Book Reviews / Comptes rendus de livres

Les jardins des Amériques : éden, home et maison. Le Canada et les Amériques.

Yves Laberge
l’Université d’Ottawa
Compte rendu de Patrick Imbert (dir.). 2007. Les jardins des Amériques : éden, home et maison. Le Canada et les Amériques. Ottawa : Université d’Ottawa.

246 pp.

1 Cet ouvrage interdisciplinaire, publié en français par la Chaire de recherche «  Canada  : enjeux sociaux et culturels dans une société du savoir », regroupe sept textes inédits. Ces recherches ne portent évidemment pas sur le jardinage, mais bien sur les représentations symboliques des lieux et des jardins comme révélateurs d’appartenance, de mémoire et d’identité collective.

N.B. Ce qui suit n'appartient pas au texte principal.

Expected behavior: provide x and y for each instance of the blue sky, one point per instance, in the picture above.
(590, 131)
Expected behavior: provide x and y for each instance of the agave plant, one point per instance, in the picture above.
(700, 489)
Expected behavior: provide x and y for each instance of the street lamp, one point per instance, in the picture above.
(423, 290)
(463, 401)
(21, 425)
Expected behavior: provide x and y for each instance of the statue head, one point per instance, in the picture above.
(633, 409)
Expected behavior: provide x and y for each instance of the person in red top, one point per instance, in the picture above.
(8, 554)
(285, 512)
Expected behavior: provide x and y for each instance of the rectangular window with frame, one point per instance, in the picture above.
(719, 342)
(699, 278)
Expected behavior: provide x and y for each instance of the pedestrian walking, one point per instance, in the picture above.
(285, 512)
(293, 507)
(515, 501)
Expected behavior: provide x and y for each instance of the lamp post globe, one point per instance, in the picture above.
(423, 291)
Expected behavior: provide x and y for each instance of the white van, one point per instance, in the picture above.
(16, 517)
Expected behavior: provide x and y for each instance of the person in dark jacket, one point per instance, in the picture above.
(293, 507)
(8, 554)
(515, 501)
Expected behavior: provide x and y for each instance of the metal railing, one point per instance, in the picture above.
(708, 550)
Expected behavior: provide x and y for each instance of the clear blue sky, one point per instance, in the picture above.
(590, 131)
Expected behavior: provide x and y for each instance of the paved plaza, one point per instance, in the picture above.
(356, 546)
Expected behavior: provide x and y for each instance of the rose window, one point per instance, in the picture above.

2 En guise d’ouverture, le professeur Patrick Imbert montre comment l’étude et la compréhension du paysage canadien à travers diverses médiations (comme les écrits, littéraires ou autres) et par le truchement de la création artistique (surtout par les œuvres picturales) peuvent participer, au-delà de leur évidente dimension esthétique, à une véritable construction sociale de l’identité collective, voire de l’État nation (44). Parmi les exemples cités, pensons à La Flore laurentienne (1935) du frère Marie-Victorin ou encore aux toiles du Groupe des Sept. L’intérêt de ce livre résulte d’une étude attentive de la dimension esthétique qui dépasse une simple affirmation identitaire et qui n’est pas exclusive au Canada ; en plus de l’exemple des peintres du Groupe des Sept, Patrick Imbert mentionne pour les États-Unis le cas de George Alsop, qui idéalisa les paysages du Maryland pour y projeter la vision « d’un nouveau paradis terrestre » (24). Cet « attachement émotionnel au territoire » se manifeste et se transpose de diverses manières, comme l’indique le titre de l’ouvrage ; lieu transcendé ou idéalisé, lieu d’appartenance, point de départ (25). Toutefois, des variantes peuvent exister dans cette classification, passant du nomadisme à la sédentarisation ; par exemple, « le concept de home comme maison en mouvement appartenant surtout à la culture anglo-saxonne » s’oppose à l’idée du jardin qui implique au contraire l’idée d’un enracinement (55). Plus loin, d’autres exemples touchent l’Amérique latine. Dans un monde où les distances sont abolies par les nouvelles technologies, Internet, les migrations, on peut se demander comment nos repères identitaires d’hier connaissent de nouvelles limites et des mutations.

3 Tout ce livre invite à la réflexion et à l’analyse du lieu et de ses significations, voire de ses extrapolations dans la création littéraire et audiovisuelle. Les auteurs touchent autant aux études littéraires qu̕ aux approches culturelles centrées sur la symbolique des espaces (195). À première vue, ces lieux sembleraient peut-être banals sur le plan urbanistique, mais ils sont pourtant riches sur le plan culturel et historique : par exemple l’aéroport, ou encore le quartier de la Petite Italie à Montréal (88). De plus, ces analyses provoquent aussi des ricochets qui renvoient tour à tour à plusieurs conceptions théoriques (sémiologie, postmodernité) et ouvertures transdisciplinaires, par exemple à propos de la transculturation (189). On en apprécie la richesse quant aux auteurs consultés dans différents corpus et les correspondances qui y sont créées sur le plan théorique. Les étudiants à la maîtrise et au doctorat apprécieront particulièrement cet ouvrage concis et imaginatif.